Monday, February 4, 2019

Reverse shoulder arthroplasty–allograft for revision of failed arthroplasty associated with proximal humeral bone deficiency

Clinical outcomes following reverse shoulder arthroplasty–allograft composite for revision of failed arthroplasty associated with proximal humeral bone deficiency: 2- to 15-year follow-up


These authors report the results of 73 patients were treated with a reverse shoulder allograft composite for failed prior arthroplasty. A typical preoperative defect is shown below


Press-fit stems were removed using a combination of burrs and osteotomes to separate the bone-implant interface, followed by impaction devices and mallets to remove the stem.  For cemented stems, if the previous cement mantle was stable and there was no concern for infection, the cement was left intact and a cement-within-cement technique was performed.

If the degree of bone loss compromised the stability of the revision prosthetic stem, a fresh-frozen allograft was shaped using an oscillating saw and a step-cut technique.
 
The prepared allograft was then cabled to the host bone using multiple 1.7-mm cables, and the definitive humeral component was cemented into the final construct. 

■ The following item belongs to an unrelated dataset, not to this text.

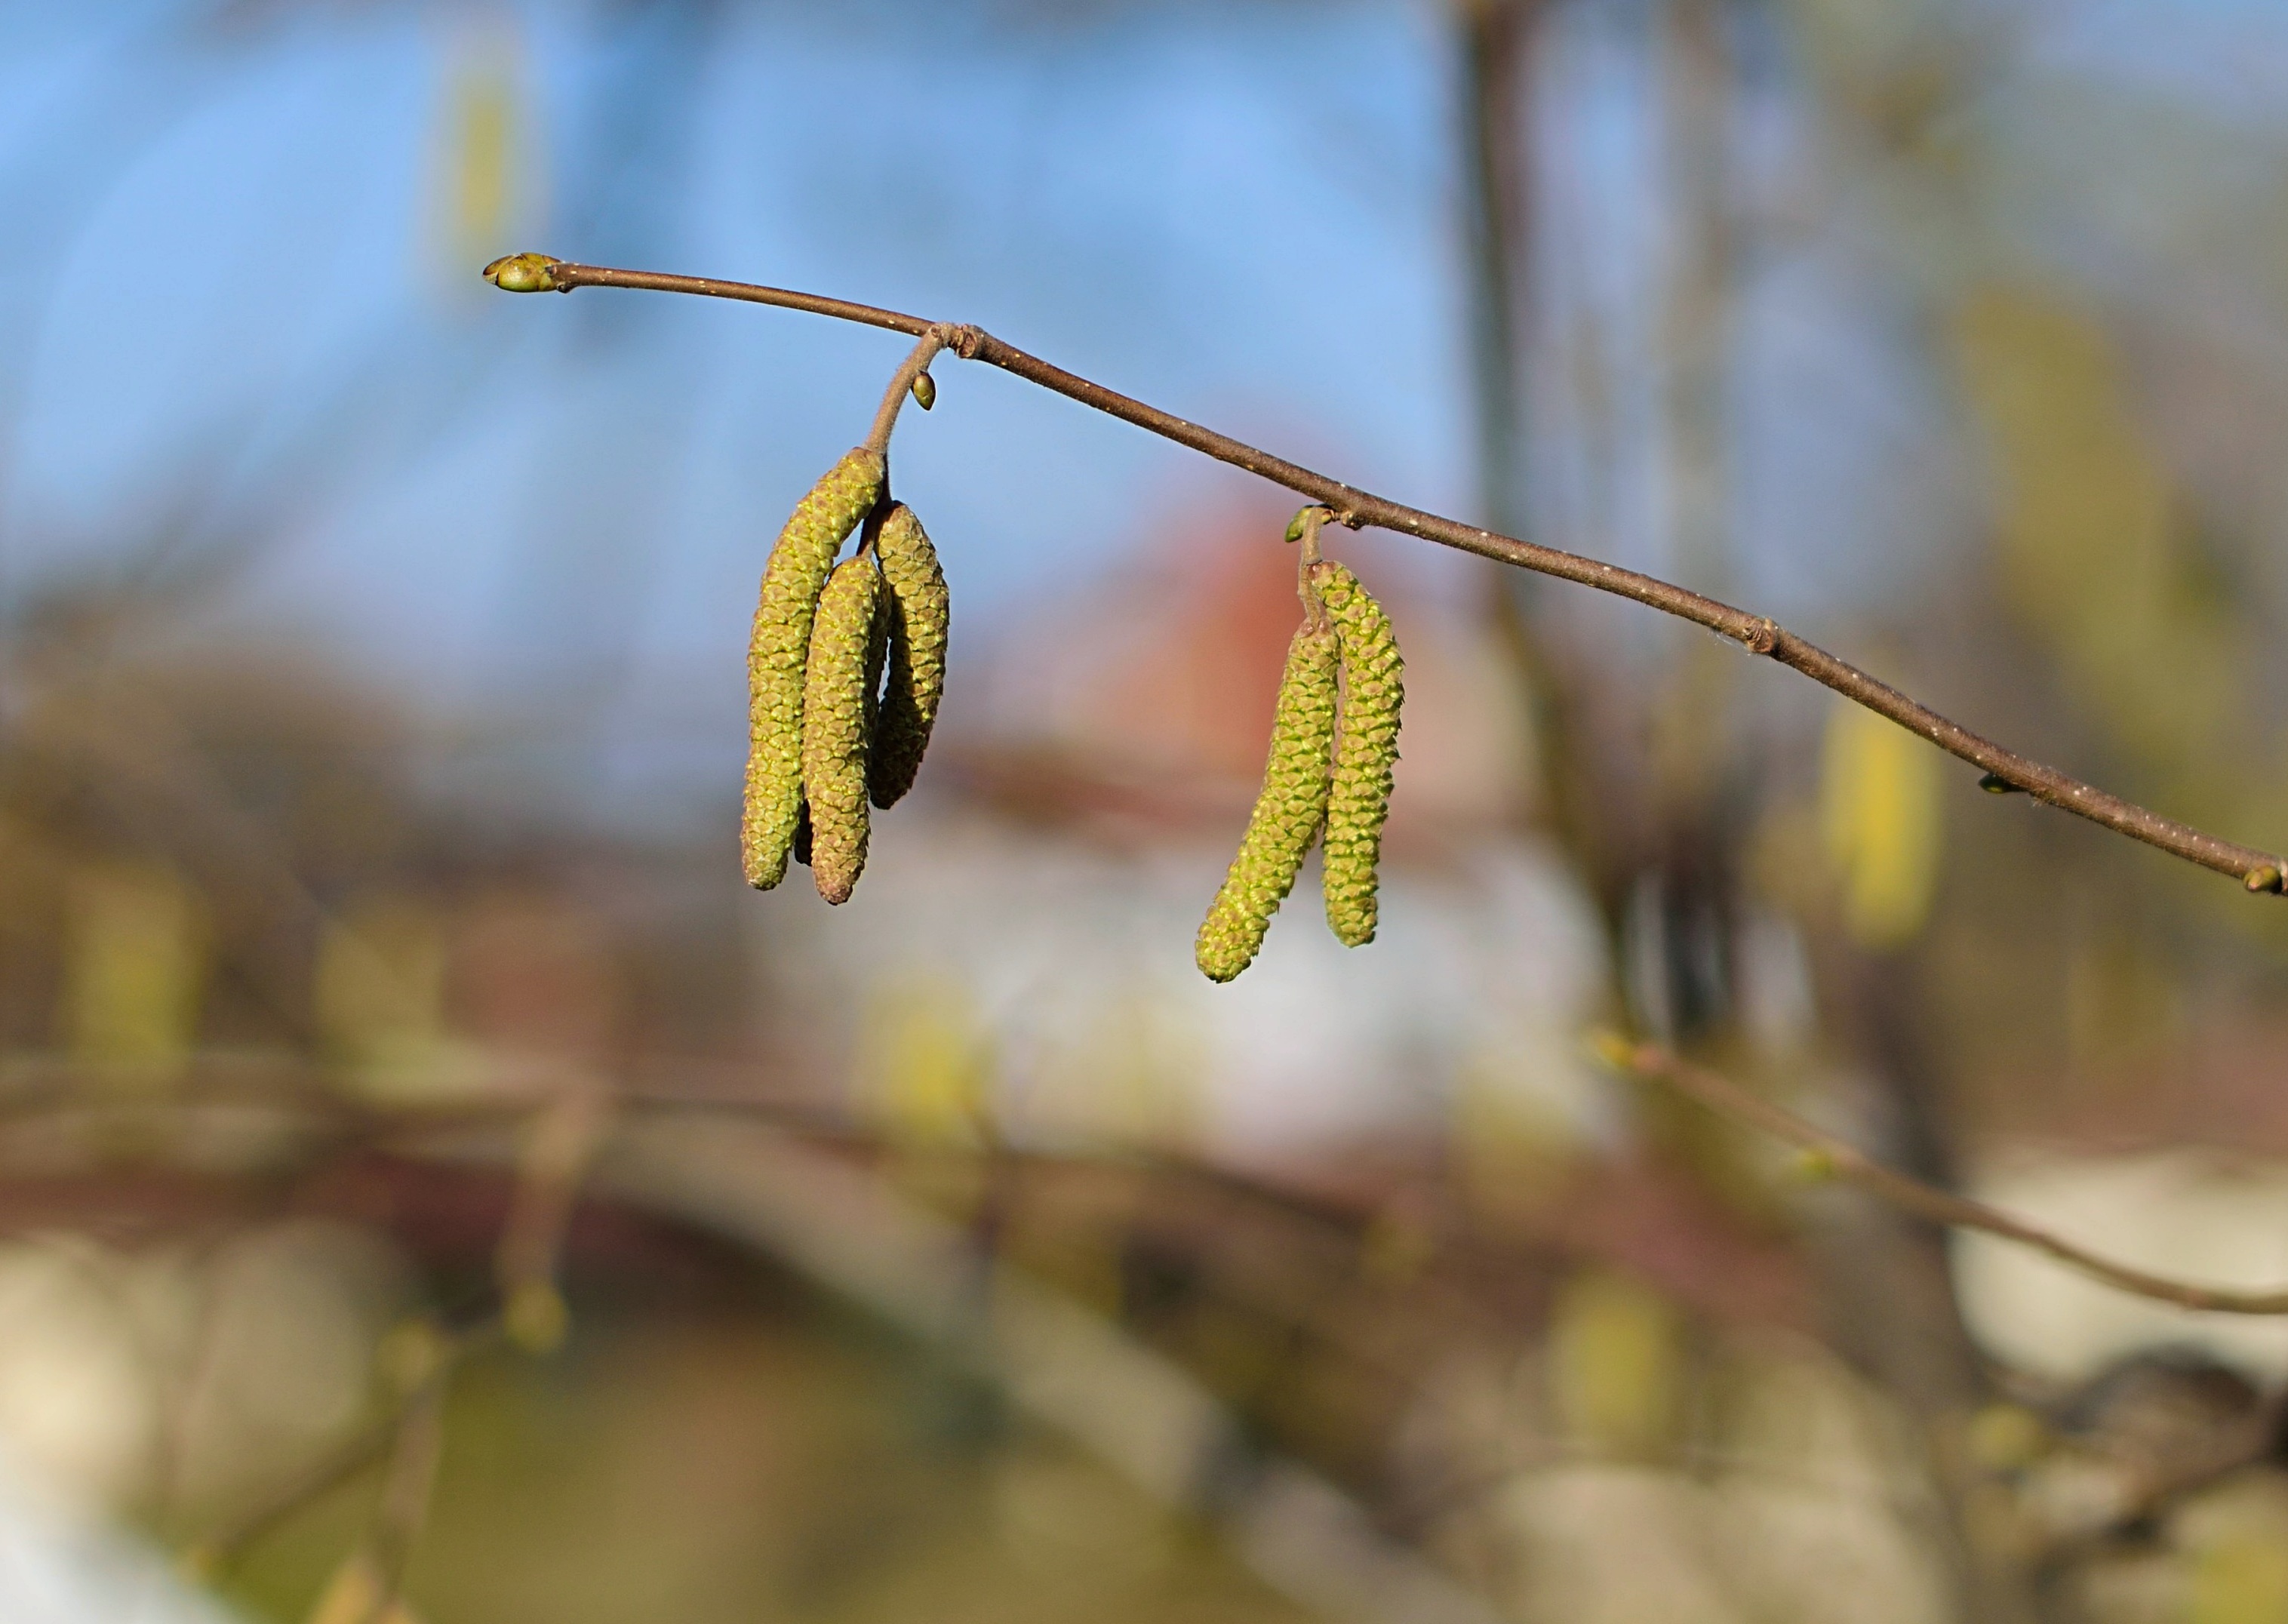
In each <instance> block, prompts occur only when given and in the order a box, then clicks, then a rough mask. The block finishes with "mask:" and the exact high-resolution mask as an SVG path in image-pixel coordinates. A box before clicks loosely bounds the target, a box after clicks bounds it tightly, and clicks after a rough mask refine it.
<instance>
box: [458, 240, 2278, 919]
mask: <svg viewBox="0 0 2288 1624" xmlns="http://www.w3.org/2000/svg"><path fill="white" fill-rule="evenodd" d="M487 274H492V277H494V279H496V281H501V284H503V286H508V288H510V290H517V293H572V290H574V288H643V290H652V293H691V295H700V297H714V300H741V302H748V304H773V307H780V309H794V311H810V313H812V316H831V318H835V320H849V323H860V325H867V327H883V329H888V332H901V334H908V336H913V339H929V336H931V334H950V341H945V348H947V350H952V352H954V355H959V357H961V359H966V361H984V364H988V366H998V368H1002V371H1007V373H1014V375H1016V377H1023V380H1025V382H1030V384H1039V387H1041V389H1050V391H1055V393H1059V396H1064V398H1068V400H1078V403H1080V405H1085V407H1091V409H1096V412H1103V414H1107V416H1117V419H1121V421H1123V423H1135V425H1137V428H1142V430H1149V432H1153V435H1160V437H1162V439H1171V441H1176V444H1178V446H1187V448H1192V451H1199V453H1203V455H1210V457H1215V460H1220V462H1229V464H1233V467H1238V469H1245V471H1249V473H1256V476H1261V478H1268V480H1272V483H1274V485H1284V487H1288V489H1293V492H1297V494H1302V496H1309V499H1313V501H1318V503H1322V505H1325V508H1329V510H1332V512H1334V517H1336V519H1341V522H1343V524H1345V526H1350V528H1380V531H1398V533H1400V535H1414V538H1421V540H1428V542H1439V544H1441V547H1455V549H1460V551H1467V554H1478V556H1480V558H1492V560H1496V563H1506V565H1512V567H1517V570H1533V572H1538V574H1551V576H1558V579H1560V581H1572V583H1576V586H1590V588H1597V590H1599V592H1613V595H1615V597H1627V599H1629V602H1636V604H1645V606H1647V608H1659V611H1661V613H1666V615H1675V618H1679V620H1689V622H1693V624H1698V627H1707V629H1709V631H1716V634H1718V636H1725V638H1732V640H1734V643H1741V645H1743V647H1746V650H1748V652H1750V654H1764V656H1769V659H1775V661H1780V663H1782V666H1789V668H1794V670H1801V672H1803V675H1805V677H1810V679H1812V682H1817V684H1821V686H1826V688H1833V691H1835V693H1840V695H1844V698H1846V700H1851V702H1856V704H1865V707H1867V709H1869V711H1874V714H1876V716H1885V718H1890V721H1894V723H1899V725H1901V727H1906V730H1908V732H1915V734H1920V737H1924V739H1929V741H1931V743H1936V746H1938V748H1940V750H1945V753H1947V755H1954V757H1959V759H1963V762H1970V764H1972V766H1977V769H1984V773H1986V778H1984V780H1981V782H1984V785H1986V787H1988V789H1995V791H2023V794H2029V796H2034V798H2036V801H2045V803H2048V805H2055V807H2061V810H2066V812H2073V814H2078V817H2084V819H2089V821H2091V823H2098V826H2103V828H2110V830H2114V833H2119V835H2128V837H2130V839H2139V842H2144V844H2148V846H2158V849H2160V851H2167V853H2171V855H2176V858H2185V860H2187V862H2196V865H2201V867H2203V869H2215V871H2219V874H2231V876H2233V878H2238V881H2242V883H2245V885H2247V887H2249V890H2251V892H2279V890H2281V876H2283V869H2288V860H2283V858H2279V855H2274V853H2267V851H2261V849H2256V846H2242V844H2235V842H2229V839H2219V837H2217V835H2208V833H2203V830H2199V828H2192V826H2190V823H2180V821H2176V819H2169V817H2162V814H2158V812H2151V810H2146V807H2142V805H2135V803H2130V801H2123V798H2121V796H2114V794H2107V791H2103V789H2098V787H2096V785H2084V782H2082V780H2078V778H2073V775H2068V773H2061V771H2057V769H2052V766H2043V764H2041V762H2034V759H2029V757H2023V755H2018V753H2013V750H2004V748H2002V746H1997V743H1993V741H1991V739H1984V737H1979V734H1975V732H1970V730H1968V727H1963V725H1961V723H1954V721H1947V718H1945V716H1940V714H1938V711H1933V709H1931V707H1926V704H1920V702H1917V700H1910V698H1908V695H1906V693H1899V691H1897V688H1892V686H1890V684H1888V682H1881V679H1876V677H1872V675H1869V672H1865V670H1860V668H1858V666H1851V663H1849V661H1842V659H1837V656H1835V654H1828V652H1826V650H1824V647H1819V645H1817V643H1810V640H1805V638H1798V636H1796V634H1794V631H1787V629H1785V627H1780V624H1778V622H1775V620H1771V618H1766V615H1753V613H1748V611H1746V608H1734V606H1732V604H1723V602H1718V599H1714V597H1705V595H1700V592H1693V590H1689V588H1682V586H1675V583H1670V581H1661V579H1659V576H1650V574H1640V572H1636V570H1622V567H1618V565H1606V563H1599V560H1595V558H1581V556H1579V554H1567V551H1560V549H1556V547H1542V544H1538V542H1524V540H1517V538H1512V535H1496V533H1492V531H1483V528H1478V526H1473V524H1460V522H1457V519H1448V517H1441V515H1435V512H1425V510H1423V508H1409V505H1405V503H1396V501H1389V499H1387V496H1375V494H1371V492H1361V489H1357V487H1352V485H1345V483H1341V480H1334V478H1329V476H1325V473H1316V471H1311V469H1306V467H1300V464H1295V462H1288V460H1284V457H1274V455H1272V453H1268V451H1261V448H1256V446H1249V444H1245V441H1240V439H1231V437H1229V435H1220V432H1215V430H1213V428H1201V425H1199V423H1190V421H1185V419H1181V416H1174V414H1169V412H1162V409H1158V407H1151V405H1146V403H1142V400H1133V398H1128V396H1123V393H1119V391H1114V389H1105V387H1103V384H1098V382H1091V380H1087V377H1080V375H1075V373H1066V371H1064V368H1059V366H1052V364H1050V361H1043V359H1039V357H1036V355H1030V352H1025V350H1018V348H1016V345H1011V343H1004V341H1000V339H995V336H993V334H988V332H984V329H979V327H961V325H954V327H947V325H945V323H929V320H922V318H920V316H906V313H901V311H885V309H879V307H872V304H853V302H849V300H833V297H824V295H815V293H794V290H787V288H764V286H757V284H748V281H721V279H714V277H677V274H668V272H652V270H615V268H609V265H577V263H570V261H556V258H549V256H545V254H515V256H506V258H501V261H494V263H492V265H487Z"/></svg>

Patients were significantly improved and were usually satisfied, but the self-assessed function remained limited: the Simple Shoulder Test score improved from 1.3 to 3.5.  Range of flexion improved from 49° to 75°.  Revision was required in 14 patients (19%) for periprosthetic fracture (n = 6), instability (n = 2), glenosphere dissociation (n = 2), humeral loosening (n = 2), and infection (n = 2) at a mean of 38 months postoperatively. 

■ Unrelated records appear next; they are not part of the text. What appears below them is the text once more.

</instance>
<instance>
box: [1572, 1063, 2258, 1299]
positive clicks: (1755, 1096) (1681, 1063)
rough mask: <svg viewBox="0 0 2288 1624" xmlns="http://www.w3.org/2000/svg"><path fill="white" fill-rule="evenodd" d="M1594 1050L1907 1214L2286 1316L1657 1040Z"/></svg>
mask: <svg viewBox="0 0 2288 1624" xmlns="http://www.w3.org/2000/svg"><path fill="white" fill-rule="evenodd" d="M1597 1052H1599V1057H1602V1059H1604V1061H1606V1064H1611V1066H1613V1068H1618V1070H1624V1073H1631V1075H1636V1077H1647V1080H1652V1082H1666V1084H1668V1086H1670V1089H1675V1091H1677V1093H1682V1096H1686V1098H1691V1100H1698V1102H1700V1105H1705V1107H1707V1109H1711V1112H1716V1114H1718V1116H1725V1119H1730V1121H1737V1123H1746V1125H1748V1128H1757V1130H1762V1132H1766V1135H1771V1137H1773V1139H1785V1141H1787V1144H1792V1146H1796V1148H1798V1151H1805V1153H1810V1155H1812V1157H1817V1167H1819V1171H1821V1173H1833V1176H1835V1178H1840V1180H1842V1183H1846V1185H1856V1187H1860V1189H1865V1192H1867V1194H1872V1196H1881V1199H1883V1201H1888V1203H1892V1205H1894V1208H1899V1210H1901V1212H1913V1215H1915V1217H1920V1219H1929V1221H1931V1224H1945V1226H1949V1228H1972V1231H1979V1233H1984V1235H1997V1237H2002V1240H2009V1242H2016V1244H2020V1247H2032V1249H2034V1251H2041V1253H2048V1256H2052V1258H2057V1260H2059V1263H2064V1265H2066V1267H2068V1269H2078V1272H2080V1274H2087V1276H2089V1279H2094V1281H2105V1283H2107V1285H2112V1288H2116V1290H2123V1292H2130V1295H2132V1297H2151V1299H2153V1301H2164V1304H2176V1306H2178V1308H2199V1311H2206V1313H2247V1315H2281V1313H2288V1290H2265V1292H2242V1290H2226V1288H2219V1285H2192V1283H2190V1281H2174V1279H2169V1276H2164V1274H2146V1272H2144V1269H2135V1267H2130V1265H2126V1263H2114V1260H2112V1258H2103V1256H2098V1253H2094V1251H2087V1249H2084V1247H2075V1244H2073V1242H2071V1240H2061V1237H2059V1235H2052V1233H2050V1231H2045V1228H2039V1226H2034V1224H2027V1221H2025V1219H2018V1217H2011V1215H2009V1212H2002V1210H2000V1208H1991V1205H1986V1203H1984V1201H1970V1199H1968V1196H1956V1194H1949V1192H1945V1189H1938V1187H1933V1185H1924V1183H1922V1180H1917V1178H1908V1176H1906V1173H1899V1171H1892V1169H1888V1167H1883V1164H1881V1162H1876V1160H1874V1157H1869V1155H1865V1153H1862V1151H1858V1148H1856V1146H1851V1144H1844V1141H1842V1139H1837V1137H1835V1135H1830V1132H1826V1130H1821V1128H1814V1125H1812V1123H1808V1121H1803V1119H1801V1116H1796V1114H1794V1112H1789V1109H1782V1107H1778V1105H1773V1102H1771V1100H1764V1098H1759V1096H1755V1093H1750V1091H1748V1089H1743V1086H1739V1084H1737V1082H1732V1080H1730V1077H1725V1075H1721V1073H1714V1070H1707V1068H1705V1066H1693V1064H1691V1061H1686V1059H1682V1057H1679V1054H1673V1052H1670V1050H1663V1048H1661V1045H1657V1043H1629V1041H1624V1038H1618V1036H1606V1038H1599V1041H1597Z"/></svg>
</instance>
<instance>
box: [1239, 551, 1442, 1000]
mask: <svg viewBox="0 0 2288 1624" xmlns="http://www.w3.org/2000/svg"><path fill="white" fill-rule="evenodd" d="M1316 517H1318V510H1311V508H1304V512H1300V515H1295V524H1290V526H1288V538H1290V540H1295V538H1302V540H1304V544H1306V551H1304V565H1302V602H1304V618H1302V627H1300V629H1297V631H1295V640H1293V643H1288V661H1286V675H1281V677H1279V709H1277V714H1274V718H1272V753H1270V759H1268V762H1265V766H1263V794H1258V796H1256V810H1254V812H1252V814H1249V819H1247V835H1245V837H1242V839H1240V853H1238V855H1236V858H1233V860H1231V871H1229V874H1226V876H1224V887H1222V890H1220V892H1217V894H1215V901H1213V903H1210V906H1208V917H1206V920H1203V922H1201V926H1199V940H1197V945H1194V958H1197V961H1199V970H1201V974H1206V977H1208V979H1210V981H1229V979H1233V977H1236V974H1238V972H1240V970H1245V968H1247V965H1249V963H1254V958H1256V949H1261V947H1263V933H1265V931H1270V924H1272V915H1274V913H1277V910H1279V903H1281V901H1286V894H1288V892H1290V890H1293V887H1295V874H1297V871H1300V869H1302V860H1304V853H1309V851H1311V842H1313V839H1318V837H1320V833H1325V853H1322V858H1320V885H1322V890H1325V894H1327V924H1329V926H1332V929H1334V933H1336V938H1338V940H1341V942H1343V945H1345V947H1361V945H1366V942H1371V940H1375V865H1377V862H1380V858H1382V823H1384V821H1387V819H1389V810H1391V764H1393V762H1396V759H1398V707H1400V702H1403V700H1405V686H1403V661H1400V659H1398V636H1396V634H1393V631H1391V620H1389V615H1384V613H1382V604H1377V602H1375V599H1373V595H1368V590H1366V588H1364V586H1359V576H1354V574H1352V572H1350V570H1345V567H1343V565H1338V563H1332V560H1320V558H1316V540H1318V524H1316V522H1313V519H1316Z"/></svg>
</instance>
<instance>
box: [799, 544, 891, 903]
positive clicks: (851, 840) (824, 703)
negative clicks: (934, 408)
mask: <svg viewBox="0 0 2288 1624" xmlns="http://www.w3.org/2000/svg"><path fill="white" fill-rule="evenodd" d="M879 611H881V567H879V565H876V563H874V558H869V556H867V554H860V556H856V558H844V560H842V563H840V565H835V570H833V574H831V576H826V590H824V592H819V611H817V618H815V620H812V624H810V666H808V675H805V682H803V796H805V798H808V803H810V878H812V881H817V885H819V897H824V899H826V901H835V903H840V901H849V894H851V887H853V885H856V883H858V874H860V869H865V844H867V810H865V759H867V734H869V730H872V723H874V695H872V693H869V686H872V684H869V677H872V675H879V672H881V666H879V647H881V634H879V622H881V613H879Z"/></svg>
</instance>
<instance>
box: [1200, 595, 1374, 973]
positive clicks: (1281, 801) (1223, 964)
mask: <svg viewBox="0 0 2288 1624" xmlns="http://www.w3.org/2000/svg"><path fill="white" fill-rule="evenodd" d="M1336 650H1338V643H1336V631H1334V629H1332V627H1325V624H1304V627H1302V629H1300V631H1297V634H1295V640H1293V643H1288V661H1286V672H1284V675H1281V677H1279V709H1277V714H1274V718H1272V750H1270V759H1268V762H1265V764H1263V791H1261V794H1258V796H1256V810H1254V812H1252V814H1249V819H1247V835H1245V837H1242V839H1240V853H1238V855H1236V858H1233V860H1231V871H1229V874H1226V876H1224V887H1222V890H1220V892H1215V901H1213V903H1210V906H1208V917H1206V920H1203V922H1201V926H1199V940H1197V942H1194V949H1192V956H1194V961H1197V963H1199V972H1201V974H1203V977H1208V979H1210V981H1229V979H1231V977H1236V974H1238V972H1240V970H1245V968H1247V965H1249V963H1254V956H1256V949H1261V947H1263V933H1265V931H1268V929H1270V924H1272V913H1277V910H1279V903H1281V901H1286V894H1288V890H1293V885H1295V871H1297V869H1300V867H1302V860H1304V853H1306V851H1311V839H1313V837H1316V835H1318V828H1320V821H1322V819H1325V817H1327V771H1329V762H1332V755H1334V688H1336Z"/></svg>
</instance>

The reoperation-free survival rate of all reconstructions was 88% (30 of 34) at 5 years, 78% (21 of 27) at 10 years, and 67% (8 of 12) beyond 10 years. 

Ten patients had radiographic evidence of humeral loosening at final follow-up.

Comment: Failed reverse total shoulders often have associated loss of proximal bone with poor remaining bone quality - factors that complicate surgical revision.
The authors of this paper have extensive experience with these revisions. As they point out, infection, host bone quality that is insufficient for circlage, and massive amounts of bone loss present additional challenges. Finding an appropriately sized proximal humeral allograft of the desired side can also be a major problem. Hand crafting the humerus using struts and a long stem prosthesis may be necessary.